The current Brazilian regime is encouraging a new wave of extractivism which is destroying forest ecosystems and communities. In a recent move, Brazil has appointed an evangelical Christian missionary to target remote Indigenous communities for greater integration and assimilation. This is the context for Davi Kopenawa’s visit to the UK and for the roundtable in Oxford. He had joined other Amazonian leaders, including his son, Dario, in presenting a petition calling on the prime minister to condemn recent actions by Brazil’s president Jair Bolsonaro.

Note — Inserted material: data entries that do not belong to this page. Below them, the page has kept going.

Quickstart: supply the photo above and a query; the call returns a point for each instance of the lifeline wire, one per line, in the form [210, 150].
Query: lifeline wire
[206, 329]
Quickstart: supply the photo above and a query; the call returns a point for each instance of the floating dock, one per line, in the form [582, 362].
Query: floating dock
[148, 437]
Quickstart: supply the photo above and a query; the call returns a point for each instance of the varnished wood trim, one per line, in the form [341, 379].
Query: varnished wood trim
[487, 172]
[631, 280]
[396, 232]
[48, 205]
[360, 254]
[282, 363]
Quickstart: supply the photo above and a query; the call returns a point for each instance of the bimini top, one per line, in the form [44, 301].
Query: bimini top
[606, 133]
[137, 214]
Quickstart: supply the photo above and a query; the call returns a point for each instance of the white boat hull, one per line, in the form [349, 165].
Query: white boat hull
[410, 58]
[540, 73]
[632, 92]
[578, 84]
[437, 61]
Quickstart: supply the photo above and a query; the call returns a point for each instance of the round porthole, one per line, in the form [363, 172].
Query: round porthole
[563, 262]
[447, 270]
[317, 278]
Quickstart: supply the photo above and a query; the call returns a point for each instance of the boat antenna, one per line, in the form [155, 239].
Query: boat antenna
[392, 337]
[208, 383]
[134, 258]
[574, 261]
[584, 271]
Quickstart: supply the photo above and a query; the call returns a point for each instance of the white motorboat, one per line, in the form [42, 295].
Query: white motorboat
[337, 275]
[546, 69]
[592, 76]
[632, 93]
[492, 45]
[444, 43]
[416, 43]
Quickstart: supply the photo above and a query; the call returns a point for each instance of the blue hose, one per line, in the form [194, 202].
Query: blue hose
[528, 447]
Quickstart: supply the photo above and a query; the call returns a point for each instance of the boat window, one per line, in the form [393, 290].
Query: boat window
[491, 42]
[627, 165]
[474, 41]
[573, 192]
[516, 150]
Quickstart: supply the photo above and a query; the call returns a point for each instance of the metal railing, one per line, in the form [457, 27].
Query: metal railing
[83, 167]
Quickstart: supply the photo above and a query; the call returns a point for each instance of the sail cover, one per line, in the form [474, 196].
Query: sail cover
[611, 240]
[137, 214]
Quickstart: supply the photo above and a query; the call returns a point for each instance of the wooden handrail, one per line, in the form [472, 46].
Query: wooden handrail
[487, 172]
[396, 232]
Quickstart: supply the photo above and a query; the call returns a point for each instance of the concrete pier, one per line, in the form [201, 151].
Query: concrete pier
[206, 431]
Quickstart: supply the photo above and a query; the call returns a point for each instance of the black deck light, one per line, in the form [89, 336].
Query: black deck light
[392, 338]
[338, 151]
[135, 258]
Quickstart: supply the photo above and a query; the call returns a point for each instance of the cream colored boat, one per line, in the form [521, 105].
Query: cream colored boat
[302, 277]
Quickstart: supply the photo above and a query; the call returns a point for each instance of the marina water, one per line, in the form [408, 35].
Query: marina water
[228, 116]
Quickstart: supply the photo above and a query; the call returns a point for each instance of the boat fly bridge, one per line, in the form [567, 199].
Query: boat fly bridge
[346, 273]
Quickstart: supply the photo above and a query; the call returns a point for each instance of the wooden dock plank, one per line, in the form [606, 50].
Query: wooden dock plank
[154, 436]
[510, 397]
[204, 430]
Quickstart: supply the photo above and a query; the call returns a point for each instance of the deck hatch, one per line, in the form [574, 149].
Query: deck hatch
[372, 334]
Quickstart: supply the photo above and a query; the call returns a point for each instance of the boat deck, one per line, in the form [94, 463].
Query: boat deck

At our event in Oxford I was privileged to speak first after the introductions. In addition to offering Davi Kopenawa and Dario gifts from my homeland, I acknowledged the great influence Davi has had on scholars in a variety of disciplines internationally. His presentation of Yanomami knowledges has been inspirational for anthropologists, sociologists, scholars of religion and others involved in the “ontological turn”, seeking to understand how people relate to the world. In particular Davi’s scholarship has encouraged a rethinking of the “culture/nature” distinction which structures so much of modern Western thought and life (including the separation of “natural sciences” from “social sciences” and “humanities”). He has reinforced an emphasis on relationality – which was addressed by the theoretical and quantum physicists on the panel as they spoke about the vital importance of attending to interactions rather than to seemingly discrete particles and other objects. In this context it is almost incidental that Davi has provided exciting new perspectives on shamanism and forest ecologies. It seems remarkable that this was the first time Davi Kopenawa had been invited to speak and engage with academics in Europe. I am honoured to have been part of that gathering.